I had pulled into the Marrakech train station from Casablanca the night before, and at 8 AM Ismail drove me to Supratours (located behind the trains). I had taken the bus to Essaouira (2 hours and 15 minutes west of Marrakech) and loved that beach town for its mystery and authentic Moroccan feel. This time I boarded for a 3-day weekend in Agadir (2 hours and 35 minutes southwest). Both are located on the Atlantic, but Agadir is known for being more typical of beaches in parts of the US and Europe.
The city was built by the Portuguese in the 15th century as a trade route with the Sahara. Though it was destroyed in 1960 by an earthquake that killed 18,000 people, it was rebuilt boasting a promenade and marina of yachts.
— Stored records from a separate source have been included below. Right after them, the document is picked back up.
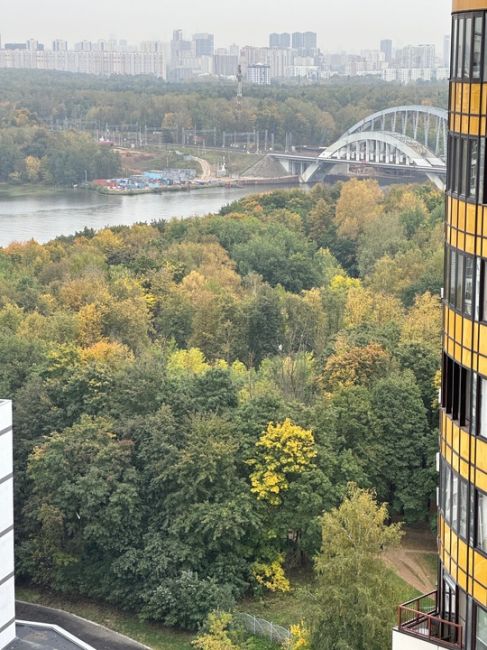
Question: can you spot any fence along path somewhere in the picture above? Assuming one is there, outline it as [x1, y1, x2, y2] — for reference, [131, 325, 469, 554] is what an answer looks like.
[235, 612, 291, 643]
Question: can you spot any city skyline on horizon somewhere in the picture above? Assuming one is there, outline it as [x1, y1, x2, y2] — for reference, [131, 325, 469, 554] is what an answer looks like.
[0, 0, 450, 53]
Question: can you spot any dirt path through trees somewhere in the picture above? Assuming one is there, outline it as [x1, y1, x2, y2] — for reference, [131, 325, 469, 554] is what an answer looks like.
[386, 530, 436, 594]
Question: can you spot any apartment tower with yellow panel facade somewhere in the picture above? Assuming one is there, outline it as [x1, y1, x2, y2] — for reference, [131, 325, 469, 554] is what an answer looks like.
[393, 0, 487, 650]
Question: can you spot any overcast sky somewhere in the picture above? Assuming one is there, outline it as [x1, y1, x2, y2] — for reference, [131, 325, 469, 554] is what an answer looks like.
[0, 0, 451, 51]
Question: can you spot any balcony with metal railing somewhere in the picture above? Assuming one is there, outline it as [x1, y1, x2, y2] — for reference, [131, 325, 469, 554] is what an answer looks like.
[395, 591, 464, 650]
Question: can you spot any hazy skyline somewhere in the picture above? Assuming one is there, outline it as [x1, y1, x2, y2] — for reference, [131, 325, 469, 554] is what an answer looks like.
[0, 0, 451, 51]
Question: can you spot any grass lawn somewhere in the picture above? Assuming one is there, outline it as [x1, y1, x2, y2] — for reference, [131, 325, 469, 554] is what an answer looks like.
[17, 587, 193, 650]
[17, 569, 420, 650]
[237, 569, 420, 627]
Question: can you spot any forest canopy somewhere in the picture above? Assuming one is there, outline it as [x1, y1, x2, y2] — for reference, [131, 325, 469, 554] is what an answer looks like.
[0, 180, 443, 629]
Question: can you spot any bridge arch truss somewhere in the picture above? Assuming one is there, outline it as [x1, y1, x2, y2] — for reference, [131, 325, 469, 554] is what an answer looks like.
[344, 104, 448, 161]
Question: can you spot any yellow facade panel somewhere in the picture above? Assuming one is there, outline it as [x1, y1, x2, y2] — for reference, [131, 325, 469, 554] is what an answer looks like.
[450, 425, 460, 453]
[475, 237, 483, 257]
[475, 470, 487, 492]
[458, 540, 468, 577]
[446, 339, 455, 357]
[470, 84, 482, 115]
[457, 569, 468, 591]
[465, 203, 477, 234]
[477, 325, 487, 355]
[475, 438, 487, 473]
[459, 460, 470, 480]
[465, 235, 475, 255]
[456, 230, 465, 251]
[473, 582, 487, 606]
[460, 318, 473, 348]
[453, 0, 487, 13]
[469, 115, 481, 135]
[453, 343, 462, 363]
[447, 309, 455, 337]
[474, 355, 487, 377]
[475, 553, 487, 589]
[466, 84, 470, 114]
[457, 201, 467, 231]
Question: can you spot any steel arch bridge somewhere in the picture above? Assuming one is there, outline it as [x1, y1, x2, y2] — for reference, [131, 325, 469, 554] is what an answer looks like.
[274, 106, 448, 189]
[344, 105, 448, 160]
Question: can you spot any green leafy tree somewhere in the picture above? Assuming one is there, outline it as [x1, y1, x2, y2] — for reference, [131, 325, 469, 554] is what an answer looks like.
[309, 484, 401, 650]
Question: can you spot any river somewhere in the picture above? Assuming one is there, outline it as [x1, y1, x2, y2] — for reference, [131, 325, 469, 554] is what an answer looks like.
[0, 185, 294, 246]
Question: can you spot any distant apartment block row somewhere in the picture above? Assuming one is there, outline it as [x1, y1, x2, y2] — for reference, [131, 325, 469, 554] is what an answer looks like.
[0, 30, 450, 85]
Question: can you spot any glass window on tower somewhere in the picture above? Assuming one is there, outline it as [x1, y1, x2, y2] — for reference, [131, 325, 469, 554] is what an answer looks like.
[472, 16, 483, 80]
[459, 481, 468, 539]
[456, 18, 465, 79]
[463, 257, 473, 316]
[454, 255, 465, 311]
[463, 18, 472, 79]
[477, 492, 487, 553]
[450, 18, 458, 78]
[448, 251, 458, 306]
[475, 607, 487, 650]
[467, 140, 479, 197]
[478, 377, 487, 438]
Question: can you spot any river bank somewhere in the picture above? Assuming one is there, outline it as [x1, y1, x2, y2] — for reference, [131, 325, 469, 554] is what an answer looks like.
[0, 183, 306, 246]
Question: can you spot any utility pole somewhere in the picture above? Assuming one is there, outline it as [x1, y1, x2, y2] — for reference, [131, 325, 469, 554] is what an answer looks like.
[237, 65, 243, 123]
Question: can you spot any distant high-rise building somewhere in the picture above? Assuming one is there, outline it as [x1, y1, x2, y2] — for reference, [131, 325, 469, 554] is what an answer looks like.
[443, 34, 451, 68]
[269, 32, 281, 47]
[213, 54, 238, 77]
[193, 34, 215, 57]
[292, 32, 304, 50]
[247, 63, 271, 86]
[52, 38, 68, 52]
[269, 32, 291, 49]
[380, 38, 392, 63]
[171, 29, 192, 66]
[279, 32, 291, 50]
[303, 32, 318, 52]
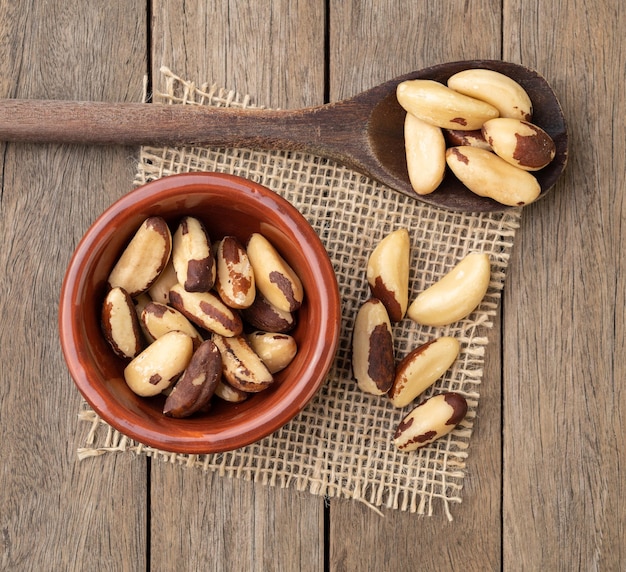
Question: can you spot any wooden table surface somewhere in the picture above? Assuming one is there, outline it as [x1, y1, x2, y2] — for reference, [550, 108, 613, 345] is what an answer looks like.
[0, 0, 626, 571]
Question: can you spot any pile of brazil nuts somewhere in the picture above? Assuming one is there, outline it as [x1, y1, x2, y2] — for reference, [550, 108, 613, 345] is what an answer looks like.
[352, 228, 491, 451]
[396, 69, 556, 206]
[102, 216, 304, 418]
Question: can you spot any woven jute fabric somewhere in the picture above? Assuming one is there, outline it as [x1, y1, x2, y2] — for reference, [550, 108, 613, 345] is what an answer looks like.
[78, 69, 521, 519]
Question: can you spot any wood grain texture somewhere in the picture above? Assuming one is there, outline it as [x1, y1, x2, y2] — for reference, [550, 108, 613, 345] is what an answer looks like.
[152, 0, 324, 109]
[150, 0, 324, 571]
[503, 1, 626, 570]
[329, 1, 501, 570]
[0, 1, 146, 570]
[0, 0, 626, 571]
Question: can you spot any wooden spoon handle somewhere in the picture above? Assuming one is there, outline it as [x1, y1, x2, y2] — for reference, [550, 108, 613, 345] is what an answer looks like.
[0, 99, 354, 156]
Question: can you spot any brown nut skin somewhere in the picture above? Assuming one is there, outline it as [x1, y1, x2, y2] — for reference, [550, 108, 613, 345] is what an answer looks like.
[124, 332, 193, 397]
[170, 284, 243, 336]
[215, 236, 256, 309]
[352, 298, 395, 395]
[141, 302, 204, 348]
[446, 147, 541, 207]
[482, 117, 556, 171]
[102, 287, 144, 358]
[108, 216, 172, 298]
[213, 335, 274, 393]
[246, 330, 298, 374]
[246, 232, 304, 312]
[172, 216, 216, 292]
[148, 257, 178, 304]
[389, 336, 461, 407]
[393, 392, 467, 451]
[241, 292, 296, 334]
[443, 124, 491, 151]
[163, 340, 222, 418]
[366, 228, 411, 322]
[214, 378, 250, 403]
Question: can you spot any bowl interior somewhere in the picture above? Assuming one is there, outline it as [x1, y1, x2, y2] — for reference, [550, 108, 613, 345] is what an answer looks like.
[60, 173, 340, 453]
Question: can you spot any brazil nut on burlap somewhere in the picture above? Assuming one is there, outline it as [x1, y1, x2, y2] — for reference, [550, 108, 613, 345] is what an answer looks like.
[78, 69, 521, 519]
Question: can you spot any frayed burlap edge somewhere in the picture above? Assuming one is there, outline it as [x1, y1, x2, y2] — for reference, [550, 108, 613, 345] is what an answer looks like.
[78, 68, 521, 520]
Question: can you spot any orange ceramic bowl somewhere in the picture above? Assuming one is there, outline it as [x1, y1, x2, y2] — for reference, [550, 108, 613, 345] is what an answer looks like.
[59, 173, 341, 453]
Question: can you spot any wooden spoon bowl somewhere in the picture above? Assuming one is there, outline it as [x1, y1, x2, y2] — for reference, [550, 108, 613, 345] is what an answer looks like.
[0, 60, 567, 212]
[368, 60, 568, 212]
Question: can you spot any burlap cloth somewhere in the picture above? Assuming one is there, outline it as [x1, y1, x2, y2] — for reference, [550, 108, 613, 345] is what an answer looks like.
[78, 69, 521, 519]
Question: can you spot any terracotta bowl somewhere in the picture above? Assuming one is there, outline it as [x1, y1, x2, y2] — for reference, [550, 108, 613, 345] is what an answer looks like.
[59, 173, 341, 453]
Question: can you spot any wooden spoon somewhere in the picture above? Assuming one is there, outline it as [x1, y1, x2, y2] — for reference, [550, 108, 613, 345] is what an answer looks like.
[0, 60, 567, 212]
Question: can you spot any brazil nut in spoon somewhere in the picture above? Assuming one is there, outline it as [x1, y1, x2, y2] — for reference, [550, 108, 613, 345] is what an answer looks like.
[0, 60, 567, 212]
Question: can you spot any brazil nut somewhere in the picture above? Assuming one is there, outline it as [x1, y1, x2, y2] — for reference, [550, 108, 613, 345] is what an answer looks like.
[148, 257, 178, 304]
[404, 113, 446, 195]
[448, 68, 533, 121]
[108, 216, 172, 298]
[141, 302, 203, 346]
[102, 287, 143, 358]
[172, 216, 216, 292]
[407, 252, 491, 326]
[482, 117, 556, 171]
[163, 340, 222, 418]
[213, 335, 274, 393]
[446, 147, 541, 207]
[367, 228, 410, 322]
[246, 233, 304, 312]
[396, 79, 499, 131]
[393, 392, 467, 451]
[170, 284, 243, 336]
[124, 332, 193, 397]
[246, 330, 298, 374]
[215, 236, 256, 309]
[241, 292, 296, 333]
[389, 336, 460, 407]
[214, 378, 250, 403]
[352, 298, 395, 395]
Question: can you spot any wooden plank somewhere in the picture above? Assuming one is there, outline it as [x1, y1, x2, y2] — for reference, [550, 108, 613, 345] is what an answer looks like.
[503, 0, 626, 570]
[329, 0, 501, 570]
[151, 0, 324, 571]
[0, 0, 146, 570]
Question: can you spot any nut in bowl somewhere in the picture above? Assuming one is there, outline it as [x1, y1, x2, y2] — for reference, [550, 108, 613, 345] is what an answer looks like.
[59, 173, 341, 454]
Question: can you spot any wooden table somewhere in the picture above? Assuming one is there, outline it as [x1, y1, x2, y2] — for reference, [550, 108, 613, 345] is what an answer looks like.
[0, 0, 626, 571]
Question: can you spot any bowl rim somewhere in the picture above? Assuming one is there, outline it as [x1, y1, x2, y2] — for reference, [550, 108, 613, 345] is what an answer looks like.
[59, 172, 341, 454]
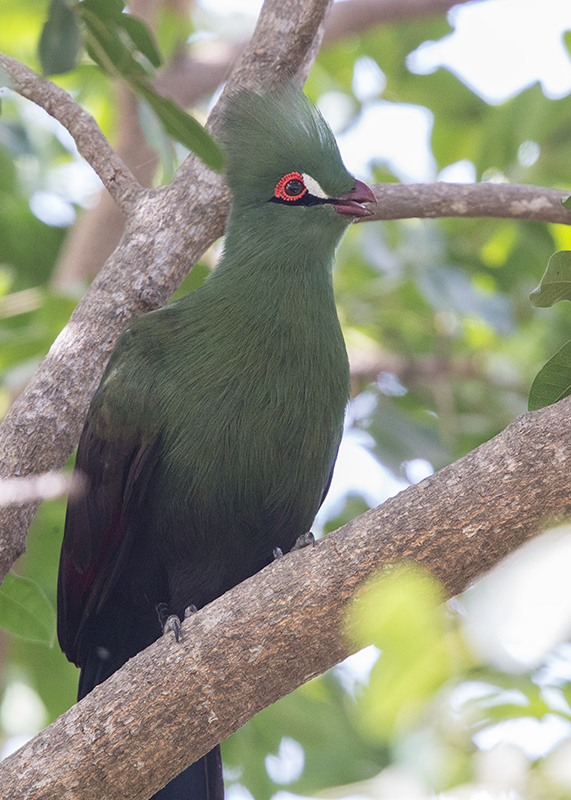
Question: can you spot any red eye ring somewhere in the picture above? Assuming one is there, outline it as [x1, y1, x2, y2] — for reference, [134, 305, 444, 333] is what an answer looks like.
[274, 172, 307, 203]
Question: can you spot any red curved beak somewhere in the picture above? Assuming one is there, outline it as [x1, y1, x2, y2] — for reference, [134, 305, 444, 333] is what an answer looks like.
[333, 180, 377, 217]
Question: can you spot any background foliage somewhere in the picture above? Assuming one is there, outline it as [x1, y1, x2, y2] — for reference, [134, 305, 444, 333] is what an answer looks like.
[0, 0, 571, 800]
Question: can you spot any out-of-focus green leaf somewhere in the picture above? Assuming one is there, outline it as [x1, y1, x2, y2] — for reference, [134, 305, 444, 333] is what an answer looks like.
[529, 250, 571, 308]
[117, 14, 162, 68]
[79, 0, 125, 20]
[138, 82, 224, 171]
[0, 572, 55, 646]
[83, 12, 147, 81]
[38, 0, 80, 75]
[527, 342, 571, 411]
[82, 5, 224, 171]
[348, 566, 468, 741]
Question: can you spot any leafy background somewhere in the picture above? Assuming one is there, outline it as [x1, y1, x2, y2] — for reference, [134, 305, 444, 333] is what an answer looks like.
[0, 0, 571, 800]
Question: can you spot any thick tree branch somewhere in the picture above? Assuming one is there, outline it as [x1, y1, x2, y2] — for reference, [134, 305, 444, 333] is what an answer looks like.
[0, 399, 571, 800]
[0, 0, 336, 580]
[0, 53, 143, 213]
[366, 183, 571, 225]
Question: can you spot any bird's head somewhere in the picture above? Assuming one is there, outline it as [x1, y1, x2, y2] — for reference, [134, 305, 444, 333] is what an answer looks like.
[220, 81, 376, 247]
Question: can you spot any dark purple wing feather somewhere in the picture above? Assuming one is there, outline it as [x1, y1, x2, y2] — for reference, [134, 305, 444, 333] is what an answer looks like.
[58, 419, 158, 666]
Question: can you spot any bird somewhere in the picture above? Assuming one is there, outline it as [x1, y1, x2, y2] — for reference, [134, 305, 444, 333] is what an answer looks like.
[58, 79, 375, 800]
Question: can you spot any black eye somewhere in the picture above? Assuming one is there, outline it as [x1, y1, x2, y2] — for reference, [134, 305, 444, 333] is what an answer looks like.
[284, 178, 305, 197]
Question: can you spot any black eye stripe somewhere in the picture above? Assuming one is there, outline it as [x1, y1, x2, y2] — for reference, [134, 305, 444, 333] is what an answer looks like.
[284, 178, 305, 197]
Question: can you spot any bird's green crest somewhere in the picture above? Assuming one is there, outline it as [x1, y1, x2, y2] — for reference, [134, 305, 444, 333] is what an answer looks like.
[219, 80, 354, 204]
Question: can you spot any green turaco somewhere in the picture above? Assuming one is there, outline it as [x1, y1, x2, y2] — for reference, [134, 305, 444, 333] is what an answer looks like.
[58, 82, 375, 800]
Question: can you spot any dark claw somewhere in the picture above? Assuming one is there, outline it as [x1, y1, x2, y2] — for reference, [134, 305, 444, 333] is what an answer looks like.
[157, 603, 186, 642]
[291, 531, 315, 553]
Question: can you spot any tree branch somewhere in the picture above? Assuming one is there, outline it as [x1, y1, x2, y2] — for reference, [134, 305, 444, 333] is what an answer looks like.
[365, 183, 571, 225]
[0, 53, 143, 213]
[0, 0, 330, 580]
[0, 398, 571, 800]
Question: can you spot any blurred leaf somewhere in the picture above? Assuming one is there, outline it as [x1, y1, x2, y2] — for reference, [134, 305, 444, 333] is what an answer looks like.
[80, 0, 125, 20]
[82, 5, 224, 171]
[0, 572, 56, 646]
[348, 566, 467, 741]
[528, 342, 571, 411]
[529, 250, 571, 308]
[133, 81, 224, 171]
[38, 0, 80, 76]
[83, 9, 147, 81]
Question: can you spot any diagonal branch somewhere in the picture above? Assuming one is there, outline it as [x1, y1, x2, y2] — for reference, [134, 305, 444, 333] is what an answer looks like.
[0, 398, 571, 800]
[0, 53, 143, 214]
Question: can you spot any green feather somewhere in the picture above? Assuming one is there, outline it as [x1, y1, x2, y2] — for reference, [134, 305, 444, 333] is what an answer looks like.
[86, 79, 354, 602]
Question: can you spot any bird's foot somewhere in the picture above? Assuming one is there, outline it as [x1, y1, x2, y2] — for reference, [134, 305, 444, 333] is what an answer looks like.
[272, 531, 315, 561]
[290, 531, 315, 553]
[163, 614, 180, 642]
[157, 603, 198, 642]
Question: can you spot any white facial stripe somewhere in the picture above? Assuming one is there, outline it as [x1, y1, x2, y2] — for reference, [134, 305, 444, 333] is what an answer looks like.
[303, 172, 327, 200]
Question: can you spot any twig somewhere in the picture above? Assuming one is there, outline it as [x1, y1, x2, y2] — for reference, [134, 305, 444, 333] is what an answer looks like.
[366, 183, 571, 225]
[0, 53, 144, 213]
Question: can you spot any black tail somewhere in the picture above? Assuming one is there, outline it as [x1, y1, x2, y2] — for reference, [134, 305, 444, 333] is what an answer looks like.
[151, 745, 224, 800]
[77, 653, 224, 800]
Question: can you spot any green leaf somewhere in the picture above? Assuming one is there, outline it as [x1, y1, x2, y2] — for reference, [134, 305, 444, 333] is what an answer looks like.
[137, 81, 224, 171]
[38, 0, 80, 75]
[83, 11, 147, 81]
[529, 250, 571, 308]
[79, 0, 125, 22]
[117, 14, 162, 68]
[527, 342, 571, 411]
[0, 572, 56, 646]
I stayed at Iberostar Founty Beach, my first ever all-inclusive. The 4-star provided all the food, drinks, private beach, sea view room and pool time I could stand. My cost for two days was 203 Euros/$227 USD. The bus charges 200 dirhams/$20 USD round trip (return tickets are purchased upon arrival) so on February 20th I was beach bound or bust.
The drive there left behind winter blues—the coldest, wettest winter Moroccans say they remember. The chill of January and most of February was healed as I passed bruised-blue mountains soothed by dollops of snow and cumulus clouds.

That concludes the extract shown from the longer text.